While the court found these claims had merit, in this instance, the court did not agree with the artist. The court adopted a version of the copyright law's fair use test and found the image was not sufficiently transformative to enjoy the First Amendment protection based on a fair use analysis. What is important for artists about this case is that the court carved out a critical exception to the right of publicity for artwork. It held that if the celebrity's likeness is just "raw material" for an original art work and it is the artistic expression that is the artwork's dominant attribute, then the artist's First Amendment rights will trump the celebrity's right of publicity. The court used Andy Warhol's portraits as an example of the type of art where the artist's contribution was paramount and the artist's rights would supersede the celebrity's right of publicity.

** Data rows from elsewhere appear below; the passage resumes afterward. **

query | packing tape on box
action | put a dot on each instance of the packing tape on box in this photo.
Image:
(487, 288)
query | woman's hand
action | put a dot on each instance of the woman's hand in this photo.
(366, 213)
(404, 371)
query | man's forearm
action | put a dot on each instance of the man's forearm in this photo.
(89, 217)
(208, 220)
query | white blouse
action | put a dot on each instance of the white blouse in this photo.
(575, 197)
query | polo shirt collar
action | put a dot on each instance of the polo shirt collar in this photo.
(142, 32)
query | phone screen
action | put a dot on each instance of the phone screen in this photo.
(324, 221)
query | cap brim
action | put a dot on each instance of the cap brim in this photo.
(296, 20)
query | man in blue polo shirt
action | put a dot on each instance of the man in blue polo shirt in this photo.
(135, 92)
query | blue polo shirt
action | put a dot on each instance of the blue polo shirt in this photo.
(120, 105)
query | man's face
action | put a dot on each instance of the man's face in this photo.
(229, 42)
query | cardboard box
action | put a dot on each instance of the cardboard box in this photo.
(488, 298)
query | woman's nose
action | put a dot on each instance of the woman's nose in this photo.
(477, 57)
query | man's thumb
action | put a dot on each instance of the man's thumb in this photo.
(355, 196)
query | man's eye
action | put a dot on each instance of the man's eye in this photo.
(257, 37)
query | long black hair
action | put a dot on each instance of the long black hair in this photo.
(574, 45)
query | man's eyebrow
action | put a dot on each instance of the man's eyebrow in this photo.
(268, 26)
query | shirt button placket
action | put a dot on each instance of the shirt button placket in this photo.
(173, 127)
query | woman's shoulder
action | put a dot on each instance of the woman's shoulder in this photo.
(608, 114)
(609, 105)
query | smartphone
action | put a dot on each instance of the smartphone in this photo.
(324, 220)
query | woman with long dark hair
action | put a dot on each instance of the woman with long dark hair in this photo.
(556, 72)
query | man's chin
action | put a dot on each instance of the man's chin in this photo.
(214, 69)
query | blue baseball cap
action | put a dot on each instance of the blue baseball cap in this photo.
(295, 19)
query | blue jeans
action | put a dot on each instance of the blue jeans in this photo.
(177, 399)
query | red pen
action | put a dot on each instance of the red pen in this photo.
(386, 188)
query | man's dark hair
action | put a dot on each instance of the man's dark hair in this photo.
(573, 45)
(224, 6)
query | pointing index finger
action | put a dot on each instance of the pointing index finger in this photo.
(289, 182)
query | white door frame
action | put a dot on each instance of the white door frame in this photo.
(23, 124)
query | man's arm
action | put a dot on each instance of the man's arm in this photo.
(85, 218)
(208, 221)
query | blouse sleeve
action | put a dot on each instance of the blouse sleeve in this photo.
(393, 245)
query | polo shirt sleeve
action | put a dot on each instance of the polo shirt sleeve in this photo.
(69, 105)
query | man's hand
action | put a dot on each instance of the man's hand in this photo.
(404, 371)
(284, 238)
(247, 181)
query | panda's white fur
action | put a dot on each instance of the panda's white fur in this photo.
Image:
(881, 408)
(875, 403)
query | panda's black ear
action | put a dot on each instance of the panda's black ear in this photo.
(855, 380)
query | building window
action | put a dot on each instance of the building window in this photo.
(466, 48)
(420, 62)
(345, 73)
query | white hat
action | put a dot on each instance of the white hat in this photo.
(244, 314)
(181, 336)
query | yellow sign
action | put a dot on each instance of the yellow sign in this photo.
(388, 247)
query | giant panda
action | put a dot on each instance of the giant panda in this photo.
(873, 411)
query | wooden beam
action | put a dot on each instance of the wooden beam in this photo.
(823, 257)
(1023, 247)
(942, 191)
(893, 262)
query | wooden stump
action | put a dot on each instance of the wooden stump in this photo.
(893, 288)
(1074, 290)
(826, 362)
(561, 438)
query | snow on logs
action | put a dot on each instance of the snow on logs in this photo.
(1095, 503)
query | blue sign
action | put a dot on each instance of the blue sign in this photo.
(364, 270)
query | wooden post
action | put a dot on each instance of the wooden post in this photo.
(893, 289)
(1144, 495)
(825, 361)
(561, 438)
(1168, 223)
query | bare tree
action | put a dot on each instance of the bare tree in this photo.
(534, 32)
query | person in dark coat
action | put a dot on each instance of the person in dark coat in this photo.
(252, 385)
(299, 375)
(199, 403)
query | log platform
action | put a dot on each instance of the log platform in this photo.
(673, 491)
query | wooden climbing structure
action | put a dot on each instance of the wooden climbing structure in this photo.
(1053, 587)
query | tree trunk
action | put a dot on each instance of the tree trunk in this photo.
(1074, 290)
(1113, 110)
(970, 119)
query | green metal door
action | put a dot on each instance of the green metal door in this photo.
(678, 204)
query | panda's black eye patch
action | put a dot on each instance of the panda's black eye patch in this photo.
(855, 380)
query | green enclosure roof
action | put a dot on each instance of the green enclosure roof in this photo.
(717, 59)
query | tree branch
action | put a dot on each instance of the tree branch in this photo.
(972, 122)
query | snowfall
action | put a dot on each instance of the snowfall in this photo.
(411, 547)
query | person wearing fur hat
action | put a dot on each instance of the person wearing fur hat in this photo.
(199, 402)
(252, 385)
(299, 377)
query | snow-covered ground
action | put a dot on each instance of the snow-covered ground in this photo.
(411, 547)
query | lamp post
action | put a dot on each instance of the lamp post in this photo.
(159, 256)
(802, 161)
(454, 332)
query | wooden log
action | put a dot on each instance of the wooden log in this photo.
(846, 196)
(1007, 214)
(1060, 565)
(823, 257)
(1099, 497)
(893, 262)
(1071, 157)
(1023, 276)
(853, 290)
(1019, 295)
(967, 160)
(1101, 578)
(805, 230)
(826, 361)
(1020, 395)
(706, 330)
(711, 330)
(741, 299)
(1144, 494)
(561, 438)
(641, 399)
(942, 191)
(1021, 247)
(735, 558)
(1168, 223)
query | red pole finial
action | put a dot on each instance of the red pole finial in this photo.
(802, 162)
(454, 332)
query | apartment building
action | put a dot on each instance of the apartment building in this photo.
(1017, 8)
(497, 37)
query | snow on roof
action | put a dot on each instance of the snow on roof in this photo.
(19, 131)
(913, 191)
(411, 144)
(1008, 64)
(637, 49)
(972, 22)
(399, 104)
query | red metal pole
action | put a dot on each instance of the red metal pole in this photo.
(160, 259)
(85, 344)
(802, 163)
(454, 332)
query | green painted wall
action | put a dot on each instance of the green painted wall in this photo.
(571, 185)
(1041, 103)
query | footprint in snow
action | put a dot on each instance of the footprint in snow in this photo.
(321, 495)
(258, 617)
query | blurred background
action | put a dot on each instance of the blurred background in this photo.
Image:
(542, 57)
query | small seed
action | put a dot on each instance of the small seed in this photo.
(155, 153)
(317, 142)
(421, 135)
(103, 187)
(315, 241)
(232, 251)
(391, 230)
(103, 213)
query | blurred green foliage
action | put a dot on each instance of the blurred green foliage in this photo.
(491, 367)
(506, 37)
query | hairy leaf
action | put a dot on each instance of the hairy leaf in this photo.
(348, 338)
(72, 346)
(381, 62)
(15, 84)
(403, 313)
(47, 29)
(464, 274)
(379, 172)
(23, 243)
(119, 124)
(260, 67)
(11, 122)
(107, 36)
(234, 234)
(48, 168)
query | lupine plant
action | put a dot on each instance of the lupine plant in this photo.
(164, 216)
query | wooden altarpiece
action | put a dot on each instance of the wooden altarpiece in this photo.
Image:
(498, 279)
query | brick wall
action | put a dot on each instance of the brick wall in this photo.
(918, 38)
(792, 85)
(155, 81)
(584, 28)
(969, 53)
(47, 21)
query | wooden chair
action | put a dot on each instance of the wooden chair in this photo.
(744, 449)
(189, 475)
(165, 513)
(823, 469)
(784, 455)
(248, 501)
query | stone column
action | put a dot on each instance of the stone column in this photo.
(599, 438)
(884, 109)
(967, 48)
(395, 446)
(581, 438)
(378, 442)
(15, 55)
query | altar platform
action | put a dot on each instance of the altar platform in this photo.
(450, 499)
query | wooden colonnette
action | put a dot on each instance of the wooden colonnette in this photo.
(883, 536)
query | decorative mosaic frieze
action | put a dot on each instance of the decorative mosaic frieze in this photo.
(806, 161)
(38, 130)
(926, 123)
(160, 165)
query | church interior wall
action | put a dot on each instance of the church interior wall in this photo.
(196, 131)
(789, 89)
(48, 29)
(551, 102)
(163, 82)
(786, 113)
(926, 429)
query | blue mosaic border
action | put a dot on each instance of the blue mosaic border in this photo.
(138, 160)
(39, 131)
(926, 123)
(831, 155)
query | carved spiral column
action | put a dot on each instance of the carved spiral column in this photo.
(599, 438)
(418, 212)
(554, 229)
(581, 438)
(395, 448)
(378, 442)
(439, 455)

These three cases show a trend in which courts are finding First Amendment protection for artists when they are using the celebrities' images in certain artwork. However, no artist should take these cases as an invitation for the carte blanche exploitation of a celebrity's likeness without permission. That said, instant capitulation in the face of a cease-and-desist letter also may not be appropriate. These cases provide a need for a close analysis as to whether or not the celebrities' permissions are needed in regard to the exploitation of their images in art-related projects. The review must be done on a case-by-case basis.